ジェシー・ハリス 開かれた米国の都会派ポップス紡ぐ
米ニューヨークのシンガー・ソングライター、ジェシー・ハリスが来日した。2018年にはジャズギターの最前線を行くジュリアン・ラージのCDをプロデュースし、新進ジャズ・ソウル歌手のキャンディス・スプリングスに曲を提供するなど、ミュージシャンの信頼も厚い。
いつものようにギターをつま弾きながら歌うハリスを、彼の最新アルバム「アクアレル」にも参加している3人の異才がサポートした。ギターとコーラスはシンガー・ソングライターでもあるウィル・グレーフェ、ドラムはジェレミー・ガスティン、ベースはブラジル人のリカルド・ディアス・ゴメスだ。ゴメスは現代ポップミュージック界の最重要人物ともいえるブラジルの大スター、カエターノ・ヴェローゾのアルバム数作にも参加している。
ハリスがさりげなく歌い始める。そのまま淡々、粛々といった形容がぴったりのステージが続くのだが、そんな演奏の奥から、大人の都会派ポップスの滋味や機微とでも呼ぶべきものが浮かび上がり、観客の中にスーッと心地よく入り込こんでくる。
ハリスは1969年生まれの生粋のニューヨーカーだ。アイビーリーグの名門コーネル大学で文学を専攻し、卒業後に音楽の道に進んだ。ノラ・ジョーンズに提供した「ドント・ノウ・ホワイ」でグラミー賞の最優秀楽曲賞を受賞して知名度を上げ、これまでに趣向を凝らしたアルバムを15作余り発表している。

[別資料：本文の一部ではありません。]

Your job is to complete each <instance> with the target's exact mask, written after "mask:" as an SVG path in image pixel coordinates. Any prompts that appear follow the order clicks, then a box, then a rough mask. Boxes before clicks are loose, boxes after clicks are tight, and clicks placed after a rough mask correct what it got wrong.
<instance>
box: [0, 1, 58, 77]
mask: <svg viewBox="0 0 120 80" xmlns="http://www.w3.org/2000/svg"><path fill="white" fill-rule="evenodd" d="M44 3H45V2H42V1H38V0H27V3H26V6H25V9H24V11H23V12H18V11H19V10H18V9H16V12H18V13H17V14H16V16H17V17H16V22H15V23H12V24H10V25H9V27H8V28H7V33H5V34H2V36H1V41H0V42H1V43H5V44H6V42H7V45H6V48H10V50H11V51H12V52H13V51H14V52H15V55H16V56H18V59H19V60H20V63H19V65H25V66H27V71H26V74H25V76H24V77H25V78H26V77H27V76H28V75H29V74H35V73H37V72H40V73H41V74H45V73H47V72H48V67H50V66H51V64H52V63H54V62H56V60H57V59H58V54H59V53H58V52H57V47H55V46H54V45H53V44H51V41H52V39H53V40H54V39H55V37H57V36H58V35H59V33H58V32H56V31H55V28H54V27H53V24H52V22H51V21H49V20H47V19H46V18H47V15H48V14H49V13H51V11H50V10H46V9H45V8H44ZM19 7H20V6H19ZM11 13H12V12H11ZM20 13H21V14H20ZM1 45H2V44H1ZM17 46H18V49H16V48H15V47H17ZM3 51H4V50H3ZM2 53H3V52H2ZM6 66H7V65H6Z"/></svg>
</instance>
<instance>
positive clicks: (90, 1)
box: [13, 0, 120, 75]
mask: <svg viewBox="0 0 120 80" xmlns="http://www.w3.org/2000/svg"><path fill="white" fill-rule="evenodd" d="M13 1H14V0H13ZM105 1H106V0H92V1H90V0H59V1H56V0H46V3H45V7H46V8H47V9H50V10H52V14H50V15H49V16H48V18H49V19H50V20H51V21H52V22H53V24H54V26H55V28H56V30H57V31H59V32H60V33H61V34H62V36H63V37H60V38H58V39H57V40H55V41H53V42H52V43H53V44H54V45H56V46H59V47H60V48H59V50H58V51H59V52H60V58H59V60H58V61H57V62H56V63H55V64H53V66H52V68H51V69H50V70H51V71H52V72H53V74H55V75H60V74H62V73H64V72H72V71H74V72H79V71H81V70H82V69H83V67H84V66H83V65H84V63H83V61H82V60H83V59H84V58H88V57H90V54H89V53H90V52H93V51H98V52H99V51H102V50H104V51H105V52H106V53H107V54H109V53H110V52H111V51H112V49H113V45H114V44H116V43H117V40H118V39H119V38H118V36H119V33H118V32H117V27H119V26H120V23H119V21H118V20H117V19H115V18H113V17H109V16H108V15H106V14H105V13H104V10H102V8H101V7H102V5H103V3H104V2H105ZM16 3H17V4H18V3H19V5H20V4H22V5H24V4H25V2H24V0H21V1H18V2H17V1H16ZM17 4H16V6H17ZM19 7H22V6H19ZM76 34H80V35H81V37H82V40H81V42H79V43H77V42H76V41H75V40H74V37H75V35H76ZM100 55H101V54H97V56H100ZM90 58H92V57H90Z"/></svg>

幅広い音楽的な好奇心や文学的な素養をシンガー・ソングライターとしての表現に昇華させていくハリスの手法は、同じく生粋のニューヨーカーである大御所ポール・サイモンに通じるものがある。80年代半ば以降、サイモンが遠くアフリカをも見据えた「旅する音楽家」を標榜しているのと同じように、ハリスもまた文化の中心地たるニューヨークにとどまることを良しとせず、外に出ていくことを志向するアーティストである。
最新作「アクアレル」はポルトガルのリスボンでレコーディングした。振り返れば2012年のアルバム「サブ・ローサ」はブラジルのリオデジャネイロ録音だったし、09年の「ウォッチング・ザ・スカイ」はカリブ海のバハマのスタジオで録音している。現地の音楽語彙を取り入れるために遠くまで出向くというよりは、異なる土地の息吹や生活感を受けることで、開かれたニューヨーカーとしての立ち位置を確認しているといった印象だ。そうすることによってハリスは、洗練された米国人としてのポップスを紡ぎ出すのである。

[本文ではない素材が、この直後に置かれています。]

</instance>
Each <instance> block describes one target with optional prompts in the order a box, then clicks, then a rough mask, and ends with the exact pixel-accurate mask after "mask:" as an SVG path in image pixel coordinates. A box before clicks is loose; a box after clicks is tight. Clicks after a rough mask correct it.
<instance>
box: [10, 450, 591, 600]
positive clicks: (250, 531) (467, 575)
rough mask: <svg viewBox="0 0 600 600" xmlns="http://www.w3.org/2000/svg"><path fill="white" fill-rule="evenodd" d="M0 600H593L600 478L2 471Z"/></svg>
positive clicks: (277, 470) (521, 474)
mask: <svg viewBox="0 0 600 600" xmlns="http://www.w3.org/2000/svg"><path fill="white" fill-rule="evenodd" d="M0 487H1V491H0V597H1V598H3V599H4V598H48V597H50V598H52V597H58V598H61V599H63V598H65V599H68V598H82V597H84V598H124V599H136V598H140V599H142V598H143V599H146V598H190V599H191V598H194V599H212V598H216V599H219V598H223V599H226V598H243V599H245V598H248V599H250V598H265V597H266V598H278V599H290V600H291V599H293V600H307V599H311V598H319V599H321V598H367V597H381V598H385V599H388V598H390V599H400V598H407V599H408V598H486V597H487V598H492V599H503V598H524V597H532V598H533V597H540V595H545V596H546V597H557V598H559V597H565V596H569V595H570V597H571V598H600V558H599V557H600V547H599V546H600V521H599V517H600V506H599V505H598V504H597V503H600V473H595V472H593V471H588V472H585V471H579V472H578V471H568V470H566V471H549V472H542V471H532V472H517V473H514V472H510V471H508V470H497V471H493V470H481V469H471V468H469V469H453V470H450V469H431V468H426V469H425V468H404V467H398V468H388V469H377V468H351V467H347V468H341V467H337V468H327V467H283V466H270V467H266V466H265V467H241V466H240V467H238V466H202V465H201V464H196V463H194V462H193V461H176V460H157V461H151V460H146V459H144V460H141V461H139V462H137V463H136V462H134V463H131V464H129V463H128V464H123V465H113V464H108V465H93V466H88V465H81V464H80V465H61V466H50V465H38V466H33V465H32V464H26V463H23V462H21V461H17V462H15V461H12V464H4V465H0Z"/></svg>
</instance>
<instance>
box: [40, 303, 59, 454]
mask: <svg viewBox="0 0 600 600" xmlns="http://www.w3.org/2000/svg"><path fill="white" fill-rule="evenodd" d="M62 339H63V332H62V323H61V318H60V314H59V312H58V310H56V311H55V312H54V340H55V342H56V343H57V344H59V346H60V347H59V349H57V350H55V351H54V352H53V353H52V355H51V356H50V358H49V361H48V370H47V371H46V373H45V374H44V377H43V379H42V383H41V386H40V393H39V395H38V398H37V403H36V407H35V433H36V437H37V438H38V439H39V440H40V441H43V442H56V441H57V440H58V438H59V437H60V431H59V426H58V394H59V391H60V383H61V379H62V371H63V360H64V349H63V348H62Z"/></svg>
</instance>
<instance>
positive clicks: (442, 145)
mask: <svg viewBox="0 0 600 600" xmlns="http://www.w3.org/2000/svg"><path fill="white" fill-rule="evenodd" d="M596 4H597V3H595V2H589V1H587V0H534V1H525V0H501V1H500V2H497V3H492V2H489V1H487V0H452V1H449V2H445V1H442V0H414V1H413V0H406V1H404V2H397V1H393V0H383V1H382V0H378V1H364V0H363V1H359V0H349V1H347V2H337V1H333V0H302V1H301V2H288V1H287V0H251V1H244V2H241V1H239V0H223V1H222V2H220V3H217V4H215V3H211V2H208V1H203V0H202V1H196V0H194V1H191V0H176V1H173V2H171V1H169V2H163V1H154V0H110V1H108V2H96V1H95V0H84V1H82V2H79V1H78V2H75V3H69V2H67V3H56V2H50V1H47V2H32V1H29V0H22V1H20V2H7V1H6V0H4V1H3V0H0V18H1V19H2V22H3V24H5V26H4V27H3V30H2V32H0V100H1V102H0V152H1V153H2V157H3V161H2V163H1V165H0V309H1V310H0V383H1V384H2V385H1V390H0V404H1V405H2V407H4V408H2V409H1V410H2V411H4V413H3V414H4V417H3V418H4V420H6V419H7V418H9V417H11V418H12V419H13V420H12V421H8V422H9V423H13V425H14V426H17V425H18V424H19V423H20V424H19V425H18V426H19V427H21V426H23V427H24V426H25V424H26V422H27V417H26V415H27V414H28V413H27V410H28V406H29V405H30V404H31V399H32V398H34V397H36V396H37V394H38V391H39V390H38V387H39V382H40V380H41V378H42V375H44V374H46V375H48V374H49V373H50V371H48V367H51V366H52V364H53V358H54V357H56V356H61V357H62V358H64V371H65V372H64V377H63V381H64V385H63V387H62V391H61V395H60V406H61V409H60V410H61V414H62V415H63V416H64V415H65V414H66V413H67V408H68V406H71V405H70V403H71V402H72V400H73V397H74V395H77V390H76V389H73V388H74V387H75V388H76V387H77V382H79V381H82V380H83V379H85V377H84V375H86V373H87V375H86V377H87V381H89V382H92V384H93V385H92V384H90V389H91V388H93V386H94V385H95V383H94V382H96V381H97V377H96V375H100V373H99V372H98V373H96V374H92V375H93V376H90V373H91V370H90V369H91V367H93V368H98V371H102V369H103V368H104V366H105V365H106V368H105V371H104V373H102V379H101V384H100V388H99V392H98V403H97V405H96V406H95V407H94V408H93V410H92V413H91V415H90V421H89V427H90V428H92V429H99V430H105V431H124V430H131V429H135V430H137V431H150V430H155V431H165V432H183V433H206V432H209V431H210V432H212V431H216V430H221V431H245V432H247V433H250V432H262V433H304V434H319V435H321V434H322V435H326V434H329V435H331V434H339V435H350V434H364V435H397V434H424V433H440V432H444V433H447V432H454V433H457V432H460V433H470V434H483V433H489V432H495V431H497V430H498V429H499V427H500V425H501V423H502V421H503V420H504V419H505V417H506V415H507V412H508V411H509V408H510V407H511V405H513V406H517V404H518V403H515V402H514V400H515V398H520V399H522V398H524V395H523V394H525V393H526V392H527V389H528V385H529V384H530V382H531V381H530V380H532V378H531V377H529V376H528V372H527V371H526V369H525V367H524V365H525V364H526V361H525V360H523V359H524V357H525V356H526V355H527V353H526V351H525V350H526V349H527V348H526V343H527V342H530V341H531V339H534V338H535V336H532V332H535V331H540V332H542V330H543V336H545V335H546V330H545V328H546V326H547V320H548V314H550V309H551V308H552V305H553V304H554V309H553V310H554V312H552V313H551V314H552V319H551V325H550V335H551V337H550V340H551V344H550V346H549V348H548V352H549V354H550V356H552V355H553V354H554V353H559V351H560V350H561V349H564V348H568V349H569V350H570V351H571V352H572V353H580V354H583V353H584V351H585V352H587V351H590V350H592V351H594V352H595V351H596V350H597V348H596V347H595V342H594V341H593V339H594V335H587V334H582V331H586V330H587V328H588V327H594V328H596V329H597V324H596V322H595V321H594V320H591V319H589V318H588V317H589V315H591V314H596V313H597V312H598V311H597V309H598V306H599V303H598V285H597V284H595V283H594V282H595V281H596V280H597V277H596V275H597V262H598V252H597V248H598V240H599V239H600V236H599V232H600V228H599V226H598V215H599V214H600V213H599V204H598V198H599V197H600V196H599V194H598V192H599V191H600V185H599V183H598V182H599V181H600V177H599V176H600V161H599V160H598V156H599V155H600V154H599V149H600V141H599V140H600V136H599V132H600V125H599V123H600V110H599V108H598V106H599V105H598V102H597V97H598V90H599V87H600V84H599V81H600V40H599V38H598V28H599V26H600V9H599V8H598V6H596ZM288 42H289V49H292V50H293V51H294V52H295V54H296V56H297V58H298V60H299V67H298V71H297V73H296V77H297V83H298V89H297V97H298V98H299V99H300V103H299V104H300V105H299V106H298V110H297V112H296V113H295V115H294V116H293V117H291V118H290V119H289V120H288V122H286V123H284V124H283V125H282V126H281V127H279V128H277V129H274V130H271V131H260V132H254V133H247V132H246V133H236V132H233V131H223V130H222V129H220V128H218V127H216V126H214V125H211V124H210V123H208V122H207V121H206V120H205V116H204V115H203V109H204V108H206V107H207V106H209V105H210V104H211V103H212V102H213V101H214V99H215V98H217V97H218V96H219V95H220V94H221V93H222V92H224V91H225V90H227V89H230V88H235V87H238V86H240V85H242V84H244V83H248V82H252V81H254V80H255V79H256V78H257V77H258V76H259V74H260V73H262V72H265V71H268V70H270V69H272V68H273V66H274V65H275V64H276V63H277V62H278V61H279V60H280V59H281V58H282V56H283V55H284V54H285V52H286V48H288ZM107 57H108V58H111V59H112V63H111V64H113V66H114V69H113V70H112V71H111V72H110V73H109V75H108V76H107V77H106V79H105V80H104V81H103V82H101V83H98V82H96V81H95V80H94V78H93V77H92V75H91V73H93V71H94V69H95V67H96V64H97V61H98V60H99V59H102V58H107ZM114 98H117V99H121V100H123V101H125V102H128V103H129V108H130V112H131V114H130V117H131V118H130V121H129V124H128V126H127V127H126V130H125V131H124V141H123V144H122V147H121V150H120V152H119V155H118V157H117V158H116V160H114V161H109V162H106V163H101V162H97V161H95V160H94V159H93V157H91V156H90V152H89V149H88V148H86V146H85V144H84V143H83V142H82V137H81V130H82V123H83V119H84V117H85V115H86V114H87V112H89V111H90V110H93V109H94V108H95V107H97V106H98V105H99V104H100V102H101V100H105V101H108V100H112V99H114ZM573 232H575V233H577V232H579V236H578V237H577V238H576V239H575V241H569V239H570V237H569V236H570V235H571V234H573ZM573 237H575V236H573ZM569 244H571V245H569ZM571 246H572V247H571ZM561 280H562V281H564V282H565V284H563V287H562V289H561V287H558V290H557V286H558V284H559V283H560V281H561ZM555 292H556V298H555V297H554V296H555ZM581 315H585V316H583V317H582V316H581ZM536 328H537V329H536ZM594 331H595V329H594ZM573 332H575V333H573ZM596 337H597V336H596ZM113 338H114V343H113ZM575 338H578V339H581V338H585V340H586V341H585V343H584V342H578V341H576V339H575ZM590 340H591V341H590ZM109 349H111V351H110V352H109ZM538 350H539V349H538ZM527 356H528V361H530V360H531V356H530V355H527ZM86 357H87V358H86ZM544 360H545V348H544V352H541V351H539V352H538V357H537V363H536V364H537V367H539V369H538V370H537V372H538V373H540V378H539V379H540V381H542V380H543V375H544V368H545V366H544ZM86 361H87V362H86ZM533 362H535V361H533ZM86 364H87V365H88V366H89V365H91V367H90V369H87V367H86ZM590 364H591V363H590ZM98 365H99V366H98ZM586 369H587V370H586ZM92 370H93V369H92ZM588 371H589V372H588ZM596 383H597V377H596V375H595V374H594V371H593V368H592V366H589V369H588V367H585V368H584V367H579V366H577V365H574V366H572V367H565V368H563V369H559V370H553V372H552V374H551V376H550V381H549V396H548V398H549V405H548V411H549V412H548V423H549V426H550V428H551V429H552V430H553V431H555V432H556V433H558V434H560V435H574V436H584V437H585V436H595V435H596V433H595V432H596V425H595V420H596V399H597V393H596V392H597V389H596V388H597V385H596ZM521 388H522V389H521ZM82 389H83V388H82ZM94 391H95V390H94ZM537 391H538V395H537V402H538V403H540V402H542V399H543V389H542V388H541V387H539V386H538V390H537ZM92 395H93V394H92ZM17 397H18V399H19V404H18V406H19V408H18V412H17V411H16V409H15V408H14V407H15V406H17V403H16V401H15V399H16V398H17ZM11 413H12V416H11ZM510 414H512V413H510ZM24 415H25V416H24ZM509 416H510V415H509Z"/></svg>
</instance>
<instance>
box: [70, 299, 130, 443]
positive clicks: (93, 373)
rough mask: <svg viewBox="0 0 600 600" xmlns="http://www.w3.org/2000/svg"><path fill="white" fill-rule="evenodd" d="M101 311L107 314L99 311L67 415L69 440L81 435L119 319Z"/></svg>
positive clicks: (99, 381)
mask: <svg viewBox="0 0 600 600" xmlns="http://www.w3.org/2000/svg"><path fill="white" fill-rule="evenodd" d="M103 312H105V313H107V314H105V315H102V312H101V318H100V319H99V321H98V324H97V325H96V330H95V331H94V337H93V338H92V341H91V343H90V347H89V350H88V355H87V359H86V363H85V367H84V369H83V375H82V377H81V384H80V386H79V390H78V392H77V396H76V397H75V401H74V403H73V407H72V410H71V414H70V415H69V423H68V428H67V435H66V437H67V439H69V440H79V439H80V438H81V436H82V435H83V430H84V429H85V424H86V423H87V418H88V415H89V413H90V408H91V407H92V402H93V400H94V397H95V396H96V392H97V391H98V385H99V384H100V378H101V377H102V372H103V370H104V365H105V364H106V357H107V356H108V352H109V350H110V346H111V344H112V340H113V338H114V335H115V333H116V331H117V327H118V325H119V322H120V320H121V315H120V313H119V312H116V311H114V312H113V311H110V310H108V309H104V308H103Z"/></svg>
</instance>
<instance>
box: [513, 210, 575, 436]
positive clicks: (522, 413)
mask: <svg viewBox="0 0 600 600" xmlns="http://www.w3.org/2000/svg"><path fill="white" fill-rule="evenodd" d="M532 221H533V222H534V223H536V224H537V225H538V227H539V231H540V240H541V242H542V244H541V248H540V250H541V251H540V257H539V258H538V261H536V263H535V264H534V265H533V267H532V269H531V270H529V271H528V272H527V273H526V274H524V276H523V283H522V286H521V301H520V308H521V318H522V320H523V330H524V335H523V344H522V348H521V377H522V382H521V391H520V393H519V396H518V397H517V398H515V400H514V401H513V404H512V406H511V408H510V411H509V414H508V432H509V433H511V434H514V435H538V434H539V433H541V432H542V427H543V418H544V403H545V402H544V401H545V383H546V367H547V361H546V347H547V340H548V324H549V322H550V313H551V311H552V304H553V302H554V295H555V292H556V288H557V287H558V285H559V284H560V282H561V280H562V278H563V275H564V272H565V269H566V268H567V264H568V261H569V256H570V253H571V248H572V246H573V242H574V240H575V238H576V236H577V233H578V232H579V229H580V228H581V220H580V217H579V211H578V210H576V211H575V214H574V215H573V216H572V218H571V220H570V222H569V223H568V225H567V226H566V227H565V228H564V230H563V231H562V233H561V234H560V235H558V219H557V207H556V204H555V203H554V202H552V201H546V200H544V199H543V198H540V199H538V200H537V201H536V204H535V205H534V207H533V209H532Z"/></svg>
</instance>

「アクアレル」の収録曲を中心に進められたこの夜のライブには、ポップミュージックの本流を生んだ米国の音楽文化の強さと表裏一体のしなやかさが息づいていた。謙虚さも備えたハリスの表現に接していると、別に虚勢を張って生きなくてもいいじゃないか、心を癒やす音楽と精神的に満たされた生活があればそれで十分ではないか、と諭されているような心持ちになってくる。
中盤ではバンドの3人がいったん退場し、ハリスが1人で弾き語りを披露した。一時は自ら歌うことを封印していた「ドント・ノウ・ホワイ」も歌詞を噛みしめるように歌い、観客からひときわ熱い歓声と拍手を浴びていた。
この甘美なメロディーラインを持つ「ドント・ノウ・ホワイ」という曲は、恋人とやり直せたかもしれないのに何故かそうしなかったという後悔を詩的につづった歌なのだが、こうして改めて作者のハリス自身がニュートラルに、訥々(とつとつ)と歌うのを聴いていると、今の米国の政治状況になぞらえた歌のように聞こえてくるから不思議だ。つまり健全な合衆国が去ってしまうのを止めることができなかったことに対する、米国人の自責の念を歌っているように聞こえてしまったのである。
ハリスはいわば腰の低い賢者。彼の歌声は耳に優しかったが、とても雄弁に、歌詞より多くのことを語っていた。18年12月19日、ブルーノート東京。